Scheduling Software Development

I’ve been struggling with working to a schedule lately. In my experience, schedules have been arbitrary constraints imposed by people that don’t understand the work to be done and have been tasked with reporting on progress and projecting when the work will be finished. This is due to the fact that in some domains that is an entirely reasonable way to work. Software is different for any number of reasons. That is the topic that I will explore in this post.

First and foremost, programming is a creative task. Even when you have a very specific problem to solve, there are any number of ways to solve it. Furthermore, a large number of those ways turn out to be good solutions. The difficulties start to mount up when you have a bunch of different people working on the same project. Each of the pieces contributed by individual programmers have to interface with some number of other pieces to solve the big picture.
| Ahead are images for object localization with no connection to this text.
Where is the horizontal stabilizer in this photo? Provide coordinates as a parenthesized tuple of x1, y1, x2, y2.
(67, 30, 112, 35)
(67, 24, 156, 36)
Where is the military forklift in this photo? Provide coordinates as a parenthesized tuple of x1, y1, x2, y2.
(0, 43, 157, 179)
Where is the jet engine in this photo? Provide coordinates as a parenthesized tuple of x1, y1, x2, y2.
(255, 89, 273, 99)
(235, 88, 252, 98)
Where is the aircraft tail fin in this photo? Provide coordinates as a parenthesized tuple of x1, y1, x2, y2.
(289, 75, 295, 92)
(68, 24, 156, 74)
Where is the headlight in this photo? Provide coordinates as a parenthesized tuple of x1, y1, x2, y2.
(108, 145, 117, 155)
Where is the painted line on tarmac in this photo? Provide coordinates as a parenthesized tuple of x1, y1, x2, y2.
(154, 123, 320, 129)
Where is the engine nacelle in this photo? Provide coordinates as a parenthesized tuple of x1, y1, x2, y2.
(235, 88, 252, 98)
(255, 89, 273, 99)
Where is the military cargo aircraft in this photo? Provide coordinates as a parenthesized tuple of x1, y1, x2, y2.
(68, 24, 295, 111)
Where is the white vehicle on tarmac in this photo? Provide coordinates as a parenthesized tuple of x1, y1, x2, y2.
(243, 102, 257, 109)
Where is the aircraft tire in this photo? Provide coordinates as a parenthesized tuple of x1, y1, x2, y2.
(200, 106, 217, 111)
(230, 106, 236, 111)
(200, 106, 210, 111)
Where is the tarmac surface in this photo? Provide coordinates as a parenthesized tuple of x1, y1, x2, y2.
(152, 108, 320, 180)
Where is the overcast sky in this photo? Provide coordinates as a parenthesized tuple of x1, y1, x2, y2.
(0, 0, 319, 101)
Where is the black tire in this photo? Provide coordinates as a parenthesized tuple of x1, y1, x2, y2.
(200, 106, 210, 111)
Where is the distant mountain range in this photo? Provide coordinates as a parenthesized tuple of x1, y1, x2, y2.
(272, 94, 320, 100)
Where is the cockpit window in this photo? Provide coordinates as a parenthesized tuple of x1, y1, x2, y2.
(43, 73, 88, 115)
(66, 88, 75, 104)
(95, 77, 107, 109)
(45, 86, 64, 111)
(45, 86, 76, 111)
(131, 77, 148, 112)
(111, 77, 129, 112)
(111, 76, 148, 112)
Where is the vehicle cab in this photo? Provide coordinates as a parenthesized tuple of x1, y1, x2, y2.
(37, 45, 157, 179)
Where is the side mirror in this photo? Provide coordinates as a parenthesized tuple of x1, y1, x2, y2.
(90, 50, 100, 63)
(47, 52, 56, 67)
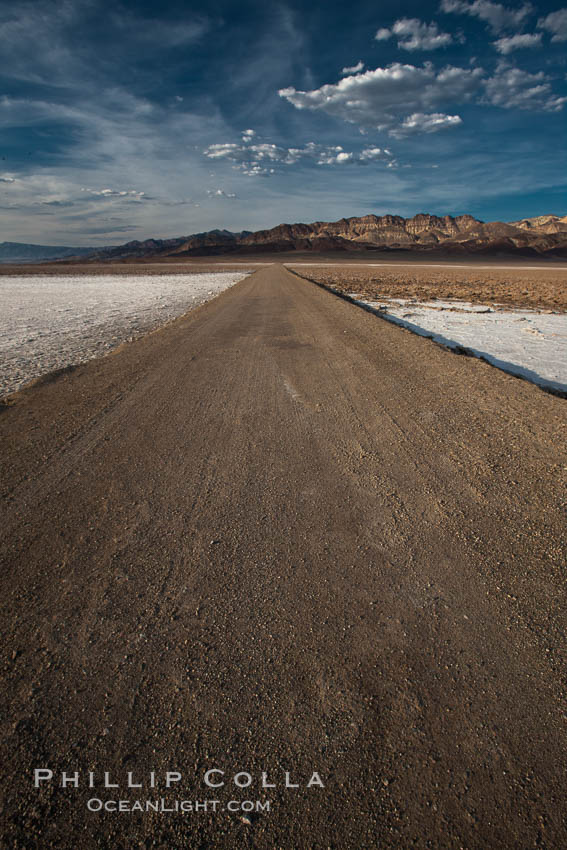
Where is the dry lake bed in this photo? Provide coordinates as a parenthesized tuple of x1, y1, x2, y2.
(0, 271, 249, 396)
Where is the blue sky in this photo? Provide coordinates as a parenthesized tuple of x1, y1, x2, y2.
(0, 0, 566, 244)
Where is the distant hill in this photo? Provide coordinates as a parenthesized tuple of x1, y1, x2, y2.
(79, 214, 567, 261)
(0, 242, 109, 262)
(82, 230, 251, 261)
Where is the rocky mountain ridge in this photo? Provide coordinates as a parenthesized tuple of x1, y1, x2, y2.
(64, 213, 567, 261)
(509, 215, 567, 235)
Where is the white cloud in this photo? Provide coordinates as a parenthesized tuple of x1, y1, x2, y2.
(0, 173, 92, 211)
(359, 146, 399, 167)
(204, 140, 356, 173)
(359, 146, 391, 160)
(341, 61, 365, 75)
(280, 56, 566, 135)
(240, 165, 275, 176)
(204, 143, 242, 160)
(242, 129, 256, 141)
(376, 19, 454, 51)
(287, 143, 353, 165)
(248, 143, 288, 161)
(0, 175, 153, 214)
(537, 9, 567, 42)
(317, 150, 353, 164)
(203, 139, 396, 174)
(483, 64, 567, 111)
(207, 188, 237, 198)
(391, 112, 463, 137)
(440, 0, 533, 33)
(0, 0, 245, 243)
(279, 63, 481, 135)
(493, 32, 542, 52)
(81, 188, 146, 199)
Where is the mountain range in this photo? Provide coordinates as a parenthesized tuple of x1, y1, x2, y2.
(5, 213, 567, 262)
(81, 213, 567, 261)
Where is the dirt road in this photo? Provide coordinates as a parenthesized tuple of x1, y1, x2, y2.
(1, 265, 566, 848)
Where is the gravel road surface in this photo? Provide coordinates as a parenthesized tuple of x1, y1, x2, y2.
(1, 264, 566, 848)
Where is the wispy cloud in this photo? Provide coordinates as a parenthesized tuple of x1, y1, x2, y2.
(440, 0, 533, 34)
(0, 0, 210, 87)
(341, 61, 365, 75)
(537, 9, 567, 42)
(207, 188, 237, 198)
(483, 63, 567, 110)
(493, 32, 542, 53)
(375, 18, 454, 50)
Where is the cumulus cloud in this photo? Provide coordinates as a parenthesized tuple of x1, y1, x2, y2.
(341, 60, 365, 75)
(203, 139, 397, 174)
(359, 146, 399, 167)
(242, 129, 256, 141)
(279, 63, 481, 135)
(537, 9, 567, 42)
(359, 146, 393, 160)
(375, 19, 454, 51)
(483, 64, 567, 110)
(317, 150, 353, 164)
(207, 188, 237, 198)
(390, 111, 463, 137)
(280, 55, 566, 135)
(494, 32, 542, 52)
(204, 141, 357, 173)
(0, 175, 16, 183)
(440, 0, 533, 33)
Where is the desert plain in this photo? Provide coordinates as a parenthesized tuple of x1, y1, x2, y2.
(286, 260, 567, 311)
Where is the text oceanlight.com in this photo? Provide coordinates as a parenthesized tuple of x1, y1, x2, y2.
(87, 798, 271, 814)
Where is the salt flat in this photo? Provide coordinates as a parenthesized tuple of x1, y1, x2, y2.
(0, 272, 249, 396)
(357, 296, 567, 393)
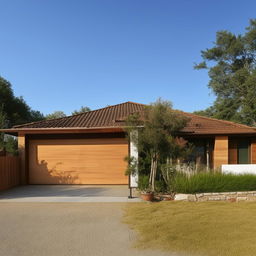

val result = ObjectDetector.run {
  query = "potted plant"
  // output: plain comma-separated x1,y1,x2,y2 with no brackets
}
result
137,176,154,201
140,189,154,201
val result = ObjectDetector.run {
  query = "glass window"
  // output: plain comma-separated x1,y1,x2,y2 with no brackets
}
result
238,140,249,164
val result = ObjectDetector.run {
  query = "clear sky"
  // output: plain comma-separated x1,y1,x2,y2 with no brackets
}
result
0,0,255,115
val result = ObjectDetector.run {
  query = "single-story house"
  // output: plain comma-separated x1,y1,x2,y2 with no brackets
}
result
2,101,256,188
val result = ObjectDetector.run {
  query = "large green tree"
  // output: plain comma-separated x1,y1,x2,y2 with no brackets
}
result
0,76,44,127
0,76,44,154
194,19,256,126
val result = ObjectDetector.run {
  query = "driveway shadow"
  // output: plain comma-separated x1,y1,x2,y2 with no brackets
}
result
0,185,130,199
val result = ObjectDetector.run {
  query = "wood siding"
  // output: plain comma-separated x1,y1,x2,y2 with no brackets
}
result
228,139,237,164
29,138,128,185
18,134,26,184
251,139,256,164
214,136,228,169
0,156,20,191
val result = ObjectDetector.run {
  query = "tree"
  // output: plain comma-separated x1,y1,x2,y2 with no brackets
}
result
45,111,66,120
4,136,18,155
72,106,91,115
0,76,45,126
126,99,189,192
29,110,45,122
0,76,44,154
194,19,256,126
0,105,17,155
0,105,6,151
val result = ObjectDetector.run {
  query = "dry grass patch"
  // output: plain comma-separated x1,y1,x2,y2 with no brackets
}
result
124,201,256,256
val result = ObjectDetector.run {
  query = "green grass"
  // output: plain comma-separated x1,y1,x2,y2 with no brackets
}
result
173,172,256,193
124,201,256,256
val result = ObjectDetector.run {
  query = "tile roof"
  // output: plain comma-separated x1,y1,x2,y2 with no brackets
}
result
13,102,145,129
12,101,256,135
180,112,256,135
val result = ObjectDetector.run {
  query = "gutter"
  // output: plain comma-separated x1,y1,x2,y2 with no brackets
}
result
0,127,128,135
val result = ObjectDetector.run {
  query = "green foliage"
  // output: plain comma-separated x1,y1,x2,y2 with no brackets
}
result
45,111,66,120
126,99,190,191
72,106,91,115
0,76,44,126
160,163,177,193
155,179,167,193
138,175,150,192
0,105,7,150
129,99,189,160
124,156,138,176
174,172,256,193
4,136,18,155
29,110,45,122
194,19,256,126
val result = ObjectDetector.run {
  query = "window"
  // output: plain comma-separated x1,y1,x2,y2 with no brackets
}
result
229,138,250,164
238,140,250,164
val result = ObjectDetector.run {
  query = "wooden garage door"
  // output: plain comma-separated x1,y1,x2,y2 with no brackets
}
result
29,138,128,185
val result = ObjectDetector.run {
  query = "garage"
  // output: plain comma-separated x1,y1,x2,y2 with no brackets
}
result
3,102,143,187
28,138,128,185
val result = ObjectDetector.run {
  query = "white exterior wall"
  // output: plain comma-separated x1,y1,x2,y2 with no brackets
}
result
222,164,256,175
129,130,138,187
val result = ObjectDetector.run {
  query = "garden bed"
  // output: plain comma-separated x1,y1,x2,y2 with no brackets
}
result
173,172,256,193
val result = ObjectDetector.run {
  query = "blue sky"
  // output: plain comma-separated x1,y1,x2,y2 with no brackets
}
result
0,0,255,115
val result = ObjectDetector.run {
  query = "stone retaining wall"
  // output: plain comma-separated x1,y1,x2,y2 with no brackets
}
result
185,191,256,202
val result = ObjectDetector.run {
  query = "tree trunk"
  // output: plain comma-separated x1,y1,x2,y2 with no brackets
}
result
149,157,154,186
151,153,158,192
152,159,155,192
149,152,158,192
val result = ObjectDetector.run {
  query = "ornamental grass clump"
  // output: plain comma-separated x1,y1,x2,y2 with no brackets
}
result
173,171,256,193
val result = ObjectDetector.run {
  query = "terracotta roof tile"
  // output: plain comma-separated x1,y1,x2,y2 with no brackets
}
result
12,101,256,135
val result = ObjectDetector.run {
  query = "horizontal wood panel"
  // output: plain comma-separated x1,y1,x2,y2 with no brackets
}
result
29,138,128,184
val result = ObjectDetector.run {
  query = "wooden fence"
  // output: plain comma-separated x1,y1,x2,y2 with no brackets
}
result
0,156,20,191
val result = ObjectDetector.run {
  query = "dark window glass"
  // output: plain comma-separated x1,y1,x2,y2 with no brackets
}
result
238,141,249,164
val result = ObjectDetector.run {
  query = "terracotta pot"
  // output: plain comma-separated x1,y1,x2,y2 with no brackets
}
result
163,196,174,201
141,192,154,201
There are a number of techniques that are used to address the issues arising when integrating software components designed and written by different developers. One popular method is to design the functional interfaces to the components first. Then, you write each one to do the function according to the description of their function. Then, it remains to put the pieces together into an implementation of the use-cases of the application.

Software is hard to define in a linear fashion. When you set out to write an application you have a vague idea of what you want it to do but almost no idea of how to get the application to do it. Typically this is addressed by defining one feature and writing a test for the feature. Initially the test will fail. Then you implement the feature. At this point the test will pass. Then, you define a second feature and write a test for it and then an implementation. At each step in the process, you run the complete test suite to make sure that a new feature hasn’t broken one of the already implemented features. You have to constantly refer back to the initial vision for the application to make sure that you aren’t going too far afield.

Sometimes, while practicing this incremental, iterative development approach, you will discover that you have painted yourself into a figurative corner. You know what the software does now and how it does it. You know what you want it to do in the next iteration, but  you can’t see a direct way to get to where your going from where you are.

This leads to a practice called refactoring. In order to successfully refactor code you must first make sure you have a copy of the code in its present state in some sort of source code management system (SVN, and git come immediately to mind). Second, you must have a rigorous test suite for the code as it exists. Finally, you transform the existing code, misfeature by misfeature into the new code. For each feature that you transform you should run the test suite to make sure that you didn’t break anything. Once you have finished refactoring the code, it should be straightforward to pick up the rhythm of writing a failing test for the next feature and then implementing it such that it passes the test.

Refactoring is still more of an art than a science. There is a lot written about refactoring in various different computer languages online. Google will turn up plenty of references if you search for “refactoring” and the language of your choice.


Sweet dreams, don’t forget to tell the ones you love that you love them, and most important of all, be kind.